And the media wonders why people have a jaundiced attitude toward them?
Give me a break! Philips is saying he's vindicated based on the story of Isaac --a convicted murderer who was off the record and now is on the record? What does it prove? And how did The Smoking Gun's Bill Bastone figure out the documents were forged within just a few hours but the "Pulitzer-winning" Philips couldn't tell after several days, if not weeks, to study them?
How about some front page retractions for all those biased stories Philips wrote about his other shady source, Anthony Pellicano? In a shameful breach of journalism ethics, Philips wrote several stories slamming the FBI and the prosecutors of Pellicano's case -- even though he never disclosed that the wiretapping thug was a longtime source. Shockingly, Philips also wrote letters behind the scenes to a key witness, asking him if he "remembered" specific things that might help Pellicano win his case. Check out http://patterico.com/2008/11/2...
I worked at the LAT and the culture had always been that reporters fall on the sword for editors. Phillips was trying to get to the truth, which is the entire goal of any reporter worth his or her salt. But why would a person with noble intentions devote their life to a cause attached to a cooperation where management is clearly corrupt? Phillips will never in a million years get a public apology from the Times, but I hope he keeps the issue alive and keeps applying pressure. I have seen editors ruin careers of so many solid reporters. CYA was always the motto among editors from my vast experience as a reporter. It is disgusting. Phillips should call each editor out by name and demand an apology. Although most are probably no longer there because eventually each gets exactly what they gave, it's just a matter of time. The Los Angeles Times sacrificed a Pulitzer Prize winning reporter because the editors in power are more worried about their mortgages and no longer remember why they got into journalism in the first place. Do you think anyone running the LAT cares about the First Amendment? It's laughable even trying to imagine they do. The sad truth is that any young reporter after Phillips knows better than to try to tackle such a controversial investigative piece. Better to stick to the fluff and make sure you punch in and out in order to get paid. Yes, copy editors at the Times now must use a timeclock. It's just a matter of time before reporters will too.
Philips is just another schmuck who decided on his agenda, then filled in the dots so it came out the way he wanted.
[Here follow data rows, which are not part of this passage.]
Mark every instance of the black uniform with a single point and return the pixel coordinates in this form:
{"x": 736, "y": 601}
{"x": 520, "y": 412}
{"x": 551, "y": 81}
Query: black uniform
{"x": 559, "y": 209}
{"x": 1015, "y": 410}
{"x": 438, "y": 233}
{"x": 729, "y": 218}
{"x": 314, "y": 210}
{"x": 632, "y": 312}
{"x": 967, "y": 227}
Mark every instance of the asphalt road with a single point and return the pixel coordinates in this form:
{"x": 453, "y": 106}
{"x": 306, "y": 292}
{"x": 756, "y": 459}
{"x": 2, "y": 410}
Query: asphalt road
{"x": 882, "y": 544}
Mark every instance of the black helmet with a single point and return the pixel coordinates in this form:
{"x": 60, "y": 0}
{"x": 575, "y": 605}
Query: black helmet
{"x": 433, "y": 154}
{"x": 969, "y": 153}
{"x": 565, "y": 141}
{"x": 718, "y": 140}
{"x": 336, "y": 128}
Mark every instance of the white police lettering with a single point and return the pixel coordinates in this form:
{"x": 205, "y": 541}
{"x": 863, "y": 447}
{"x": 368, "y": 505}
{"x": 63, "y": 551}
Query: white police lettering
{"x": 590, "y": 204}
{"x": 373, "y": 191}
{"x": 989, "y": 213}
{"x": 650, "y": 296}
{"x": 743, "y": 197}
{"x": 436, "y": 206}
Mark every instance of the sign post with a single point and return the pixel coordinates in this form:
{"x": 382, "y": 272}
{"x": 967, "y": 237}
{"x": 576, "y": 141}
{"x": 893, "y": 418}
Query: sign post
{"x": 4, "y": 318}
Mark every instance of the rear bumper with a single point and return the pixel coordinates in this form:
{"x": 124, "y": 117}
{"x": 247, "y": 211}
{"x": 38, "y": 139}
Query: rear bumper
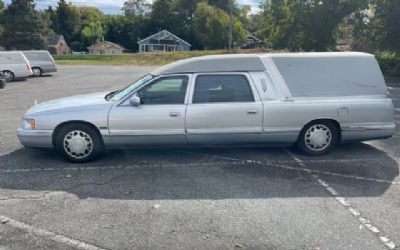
{"x": 362, "y": 133}
{"x": 35, "y": 138}
{"x": 49, "y": 70}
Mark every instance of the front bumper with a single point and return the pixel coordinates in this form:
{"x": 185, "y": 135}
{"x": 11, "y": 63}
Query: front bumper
{"x": 35, "y": 138}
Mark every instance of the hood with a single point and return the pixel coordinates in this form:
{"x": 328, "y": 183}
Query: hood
{"x": 73, "y": 103}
He tried to take me down long ago and when faced with the truth of the matter, he and his "editors" still insisted on publishing (Sunday, Page 1) their pack of lies and half-truths.
When it came to publish a follow-up that had to include reality, it was relegated to somewhere deep inside the paper.
Payback's a bitch Chuckie-Baby. Good thing for you I was just a kid with a dream in music and not a rapper with a piece and a beef. Enjoy your retirement.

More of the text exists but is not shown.